Only banks that become 'digital houses' will survive forthcoming disruption - BBVA chief
08 June 2017 | 13393 views | 0
BBVA chairman Francisco González says that banks need to shed their past and image as 'incumbents' and transform into new digital technology companies if they are to prosper in a banking environment dominated by technologically astute competitors.
Speaking at the MoneyConf in Madrid, González said that transforming the bank “is not just a matter of platforms. The big challenge is changing an incumbent into a new digital company".
He says that BBVA began its transformation journey in 2007 and has had the luxury of a head-start in adapting processes, corporate culture, management structure, and customer innovation to meet the forthcoming challenges.

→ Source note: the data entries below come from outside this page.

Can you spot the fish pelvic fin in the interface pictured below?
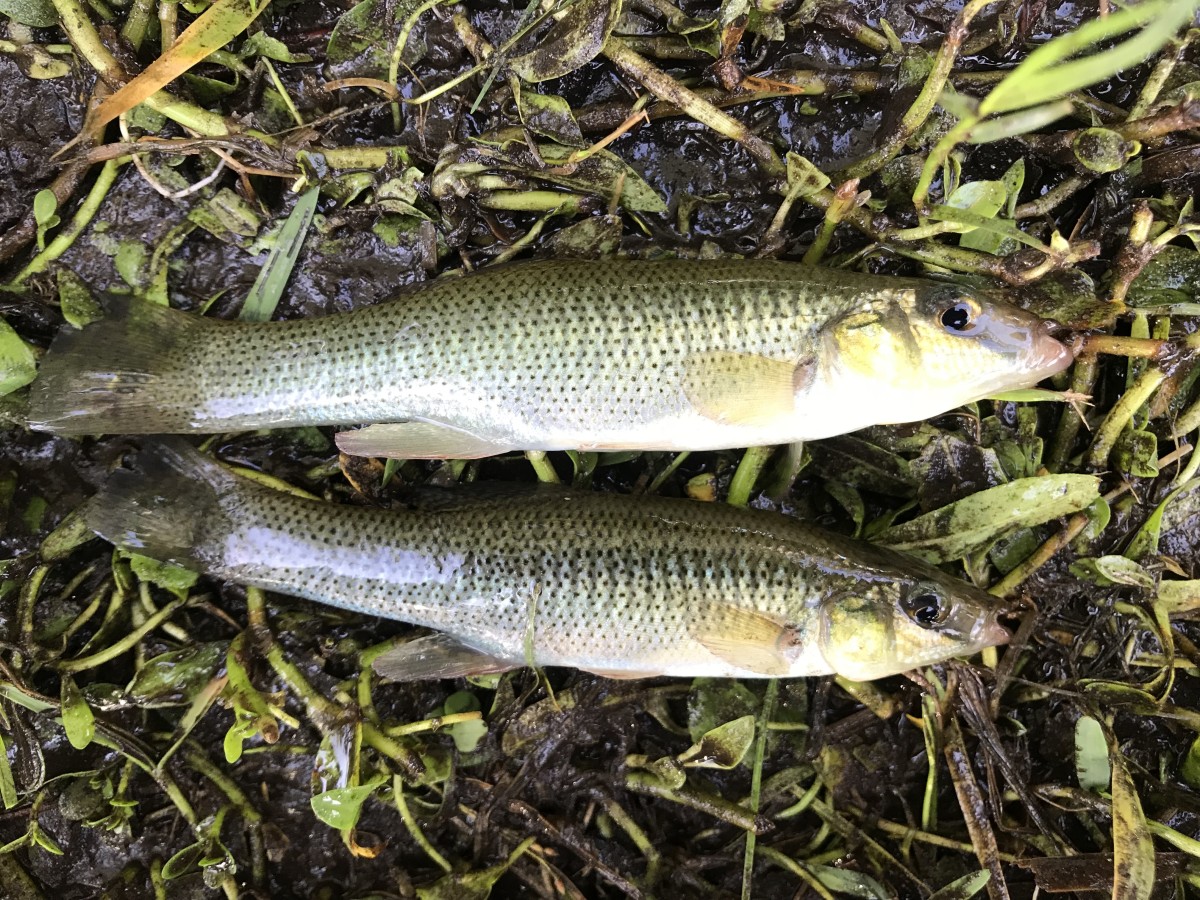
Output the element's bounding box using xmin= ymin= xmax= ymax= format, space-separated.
xmin=335 ymin=422 xmax=515 ymax=460
xmin=27 ymin=297 xmax=220 ymax=436
xmin=373 ymin=633 xmax=518 ymax=681
xmin=87 ymin=439 xmax=239 ymax=571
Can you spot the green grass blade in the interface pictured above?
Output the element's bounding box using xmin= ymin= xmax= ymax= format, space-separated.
xmin=241 ymin=186 xmax=320 ymax=322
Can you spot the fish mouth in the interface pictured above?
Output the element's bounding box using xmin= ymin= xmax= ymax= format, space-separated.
xmin=1030 ymin=321 xmax=1076 ymax=377
xmin=976 ymin=612 xmax=1014 ymax=649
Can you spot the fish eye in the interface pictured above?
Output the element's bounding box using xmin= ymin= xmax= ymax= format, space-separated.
xmin=940 ymin=301 xmax=977 ymax=333
xmin=902 ymin=589 xmax=948 ymax=629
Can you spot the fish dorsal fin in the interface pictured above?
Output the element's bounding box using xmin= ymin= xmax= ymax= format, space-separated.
xmin=373 ymin=633 xmax=518 ymax=681
xmin=335 ymin=422 xmax=514 ymax=460
xmin=681 ymin=351 xmax=814 ymax=428
xmin=692 ymin=606 xmax=803 ymax=677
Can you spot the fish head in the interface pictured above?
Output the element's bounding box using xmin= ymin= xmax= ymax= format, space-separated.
xmin=817 ymin=569 xmax=1011 ymax=681
xmin=822 ymin=282 xmax=1074 ymax=424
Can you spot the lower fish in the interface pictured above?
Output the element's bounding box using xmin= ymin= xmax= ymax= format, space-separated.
xmin=89 ymin=441 xmax=1011 ymax=681
xmin=30 ymin=259 xmax=1072 ymax=459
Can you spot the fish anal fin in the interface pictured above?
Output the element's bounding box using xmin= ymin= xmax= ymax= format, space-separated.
xmin=682 ymin=351 xmax=813 ymax=428
xmin=692 ymin=606 xmax=803 ymax=677
xmin=336 ymin=423 xmax=514 ymax=460
xmin=373 ymin=633 xmax=517 ymax=681
xmin=582 ymin=667 xmax=665 ymax=680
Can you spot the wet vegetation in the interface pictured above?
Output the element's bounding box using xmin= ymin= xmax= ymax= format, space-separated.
xmin=2 ymin=0 xmax=1200 ymax=896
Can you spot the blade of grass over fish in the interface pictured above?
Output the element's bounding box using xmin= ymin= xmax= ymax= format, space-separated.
xmin=240 ymin=186 xmax=318 ymax=322
xmin=92 ymin=0 xmax=273 ymax=129
xmin=877 ymin=474 xmax=1100 ymax=563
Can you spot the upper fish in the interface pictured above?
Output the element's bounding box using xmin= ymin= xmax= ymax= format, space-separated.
xmin=29 ymin=259 xmax=1073 ymax=458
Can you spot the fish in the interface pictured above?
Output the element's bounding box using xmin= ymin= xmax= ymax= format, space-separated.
xmin=87 ymin=440 xmax=1013 ymax=681
xmin=29 ymin=259 xmax=1074 ymax=459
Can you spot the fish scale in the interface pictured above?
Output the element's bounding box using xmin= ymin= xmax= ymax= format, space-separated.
xmin=28 ymin=259 xmax=1073 ymax=456
xmin=89 ymin=441 xmax=1012 ymax=681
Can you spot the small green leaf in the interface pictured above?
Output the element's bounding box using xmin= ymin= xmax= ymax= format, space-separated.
xmin=1159 ymin=580 xmax=1200 ymax=617
xmin=0 ymin=0 xmax=58 ymax=27
xmin=1074 ymin=715 xmax=1109 ymax=791
xmin=32 ymin=189 xmax=58 ymax=227
xmin=785 ymin=152 xmax=831 ymax=197
xmin=126 ymin=643 xmax=227 ymax=706
xmin=1069 ymin=555 xmax=1155 ymax=590
xmin=510 ymin=0 xmax=622 ymax=83
xmin=56 ymin=270 xmax=103 ymax=329
xmin=1181 ymin=735 xmax=1200 ymax=788
xmin=929 ymin=871 xmax=991 ymax=900
xmin=162 ymin=842 xmax=205 ymax=880
xmin=678 ymin=715 xmax=755 ymax=769
xmin=310 ymin=783 xmax=380 ymax=830
xmin=124 ymin=552 xmax=199 ymax=597
xmin=0 ymin=317 xmax=37 ymax=397
xmin=515 ymin=89 xmax=585 ymax=147
xmin=239 ymin=31 xmax=313 ymax=63
xmin=809 ymin=865 xmax=892 ymax=900
xmin=443 ymin=691 xmax=487 ymax=753
xmin=877 ymin=475 xmax=1100 ymax=563
xmin=59 ymin=676 xmax=95 ymax=751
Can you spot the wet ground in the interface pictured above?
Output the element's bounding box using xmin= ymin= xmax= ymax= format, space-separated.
xmin=2 ymin=0 xmax=1200 ymax=897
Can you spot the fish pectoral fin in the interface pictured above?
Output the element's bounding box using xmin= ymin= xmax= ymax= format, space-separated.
xmin=681 ymin=351 xmax=814 ymax=428
xmin=373 ymin=633 xmax=518 ymax=681
xmin=692 ymin=606 xmax=801 ymax=677
xmin=335 ymin=423 xmax=514 ymax=460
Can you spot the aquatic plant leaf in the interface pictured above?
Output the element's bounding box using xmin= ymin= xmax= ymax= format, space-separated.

“We started this long digital journey with bankers, and over time we had to bring in the digital talent and now we have a new 'hybrid' class of professionals in the house, which is a blend of the best of banking with the digital world," he says. "We realised that we alone were not able to go on in our digital journey, so we dedicated a lot of time and management efforts to understand the digital world and fintech in particular.”
An active participant in the innovation ecosystem, BBVA runs a global fintech competition, a VC fund for investing in startups and has taken strategic stakes in a host of new digitally-driven fintech companies and app-based banking startups. More recently BBVA also launched its API Market, which enables data sharing and collaboration with third party companies.

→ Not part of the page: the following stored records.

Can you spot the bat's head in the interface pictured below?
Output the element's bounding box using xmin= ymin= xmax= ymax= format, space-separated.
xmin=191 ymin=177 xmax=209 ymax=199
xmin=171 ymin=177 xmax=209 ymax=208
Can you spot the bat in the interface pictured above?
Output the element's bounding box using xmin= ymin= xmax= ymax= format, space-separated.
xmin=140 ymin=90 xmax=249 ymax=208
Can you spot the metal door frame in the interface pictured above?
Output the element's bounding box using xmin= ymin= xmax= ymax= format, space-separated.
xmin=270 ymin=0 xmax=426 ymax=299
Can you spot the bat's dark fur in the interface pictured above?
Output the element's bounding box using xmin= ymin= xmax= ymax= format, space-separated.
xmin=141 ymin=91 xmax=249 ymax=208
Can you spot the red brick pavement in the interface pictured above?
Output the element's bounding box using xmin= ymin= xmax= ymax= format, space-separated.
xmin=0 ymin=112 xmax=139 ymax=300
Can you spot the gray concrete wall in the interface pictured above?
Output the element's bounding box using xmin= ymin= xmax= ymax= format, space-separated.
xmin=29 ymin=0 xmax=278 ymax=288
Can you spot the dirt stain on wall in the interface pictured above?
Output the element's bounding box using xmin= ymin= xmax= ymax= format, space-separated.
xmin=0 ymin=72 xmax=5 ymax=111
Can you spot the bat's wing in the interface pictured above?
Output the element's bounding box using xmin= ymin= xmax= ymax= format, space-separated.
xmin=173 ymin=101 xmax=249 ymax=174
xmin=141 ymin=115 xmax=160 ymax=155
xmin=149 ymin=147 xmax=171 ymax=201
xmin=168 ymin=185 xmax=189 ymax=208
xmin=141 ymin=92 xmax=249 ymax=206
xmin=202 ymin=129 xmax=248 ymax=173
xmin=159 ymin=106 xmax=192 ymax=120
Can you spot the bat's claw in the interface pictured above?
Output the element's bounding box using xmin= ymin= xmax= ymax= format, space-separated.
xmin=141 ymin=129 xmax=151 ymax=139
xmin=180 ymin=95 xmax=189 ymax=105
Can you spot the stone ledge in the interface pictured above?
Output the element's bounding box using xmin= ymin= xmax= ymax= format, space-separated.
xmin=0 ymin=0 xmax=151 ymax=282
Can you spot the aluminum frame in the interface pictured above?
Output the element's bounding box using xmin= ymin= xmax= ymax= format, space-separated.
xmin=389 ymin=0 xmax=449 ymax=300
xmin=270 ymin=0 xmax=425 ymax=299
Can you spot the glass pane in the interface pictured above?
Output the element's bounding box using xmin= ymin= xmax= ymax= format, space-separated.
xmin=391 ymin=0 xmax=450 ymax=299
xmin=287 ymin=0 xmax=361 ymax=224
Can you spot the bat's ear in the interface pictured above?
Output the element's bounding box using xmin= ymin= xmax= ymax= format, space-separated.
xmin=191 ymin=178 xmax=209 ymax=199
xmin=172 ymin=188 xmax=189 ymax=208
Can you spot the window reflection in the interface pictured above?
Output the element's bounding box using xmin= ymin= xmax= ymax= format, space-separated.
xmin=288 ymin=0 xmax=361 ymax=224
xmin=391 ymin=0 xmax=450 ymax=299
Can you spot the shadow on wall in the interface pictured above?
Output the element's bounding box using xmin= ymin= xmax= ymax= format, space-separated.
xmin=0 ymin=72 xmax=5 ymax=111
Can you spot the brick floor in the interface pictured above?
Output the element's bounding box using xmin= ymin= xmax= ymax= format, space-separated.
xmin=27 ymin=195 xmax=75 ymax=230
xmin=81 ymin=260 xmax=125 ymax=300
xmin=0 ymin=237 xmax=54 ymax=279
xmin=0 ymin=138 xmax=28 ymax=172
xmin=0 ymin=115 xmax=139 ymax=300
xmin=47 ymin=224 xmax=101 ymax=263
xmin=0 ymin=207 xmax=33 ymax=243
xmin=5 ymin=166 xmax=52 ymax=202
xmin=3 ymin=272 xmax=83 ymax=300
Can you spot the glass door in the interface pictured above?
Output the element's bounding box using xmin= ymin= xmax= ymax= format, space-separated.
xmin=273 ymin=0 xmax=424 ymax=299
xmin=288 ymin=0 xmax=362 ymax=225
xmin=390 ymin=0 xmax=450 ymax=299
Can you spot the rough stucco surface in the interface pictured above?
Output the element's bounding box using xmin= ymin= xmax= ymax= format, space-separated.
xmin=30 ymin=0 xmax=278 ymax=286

BBVA’s executive chairman stresses that, when venturing into the fintech sector, operations cannot be assessed in economic terms alone; it is essential to learn and allow companies to apply their business model and see how they meet their goals.
Speaking about the outlook for the financial system, González believes that a new league of competitors is emerging, comprised of those few banks that become digital houses, in addition to some technology giants and probably some startups. He warned that many banks will disappear “because they will no longer have the time or the money to become digital players” and we will be in a world with narrower margins of profitability.